# Run Campaign and Analyze Results

In [1]:
%load_ext autoreload
%autoreload 2

::: {.content-hidden}
Import necessary Python modules
:::

In [2]:
import os
import sys
from calendar import month_name
from datetime import datetime
from typing import List, Tuple

import mlflow.sklearn
import numpy as np
import pandas as pd
from scipy import stats
from statsmodels.stats import proportion

::: {.content-hidden}
Get relative path to project root directory
:::

In [3]:
PROJ_ROOT_DIR = os.path.join(os.pardir)
src_dir = os.path.join(PROJ_ROOT_DIR, "src")
sys.path.append(src_dir)

::: {.content-hidden}
Import custom Python modules
:::

In [4]:
%aimport audience_size_helpers
import audience_size_helpers as ash

%aimport model_helpers
import model_helpers as modh

%aimport statistical_checks
import statistical_checks as sc

%aimport utils
import utils as ut

## About

### Overview
This step assess the impact of running the marketing campaign. This step can be performed retrospectively, at the end of the campaign, when the outcome of the return visit of the first-time visitors to the merchandise store (during the inference period) is known. This is step 5. from a [typical A/B Testing workflow](https://www.datacamp.com/blog/data-demystified-what-is-a-b-testing).

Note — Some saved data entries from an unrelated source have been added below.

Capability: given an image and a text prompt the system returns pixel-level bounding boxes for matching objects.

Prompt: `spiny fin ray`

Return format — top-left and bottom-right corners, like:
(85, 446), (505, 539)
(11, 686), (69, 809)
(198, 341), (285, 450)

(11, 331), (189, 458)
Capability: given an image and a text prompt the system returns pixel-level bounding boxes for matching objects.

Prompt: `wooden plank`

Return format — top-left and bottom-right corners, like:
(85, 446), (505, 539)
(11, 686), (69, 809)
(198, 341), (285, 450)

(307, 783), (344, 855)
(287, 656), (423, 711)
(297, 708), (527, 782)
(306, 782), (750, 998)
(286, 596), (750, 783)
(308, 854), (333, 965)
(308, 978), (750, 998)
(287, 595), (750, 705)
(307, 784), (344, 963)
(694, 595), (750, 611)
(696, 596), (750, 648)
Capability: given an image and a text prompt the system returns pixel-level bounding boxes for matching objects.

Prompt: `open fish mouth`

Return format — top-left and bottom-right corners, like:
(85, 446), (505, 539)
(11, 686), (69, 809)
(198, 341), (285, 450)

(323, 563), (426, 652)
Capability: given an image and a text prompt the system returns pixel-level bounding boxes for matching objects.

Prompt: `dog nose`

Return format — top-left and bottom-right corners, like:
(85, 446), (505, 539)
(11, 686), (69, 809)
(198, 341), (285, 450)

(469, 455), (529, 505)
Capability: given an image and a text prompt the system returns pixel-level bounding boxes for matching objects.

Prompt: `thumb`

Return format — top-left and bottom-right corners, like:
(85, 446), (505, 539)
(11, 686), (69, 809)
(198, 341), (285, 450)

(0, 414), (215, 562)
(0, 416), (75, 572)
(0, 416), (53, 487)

For the current use-case, if the marketing campaign results in more conversions in the control cohort compared to the test cohort, then this could suggest that the campaign has grown the customer base and thereby met the objective of this project. However, a test of statistical significance will be needed in order to ensure that this impact seen by running the campaign (growth in conversions) was not a random occurrence.

This step compares the proportions (conversions) taken from two independent samples (test and control cohorts). The purpose is to determine if the conversion rate (KPI) of the test cohort is statistically different from that of the control cohort. If the

1. conversion rate is higher in the test cohort
2. difference in conversion rate between the test and control cohort is statistically significant at some level of confidence (eg. 95%)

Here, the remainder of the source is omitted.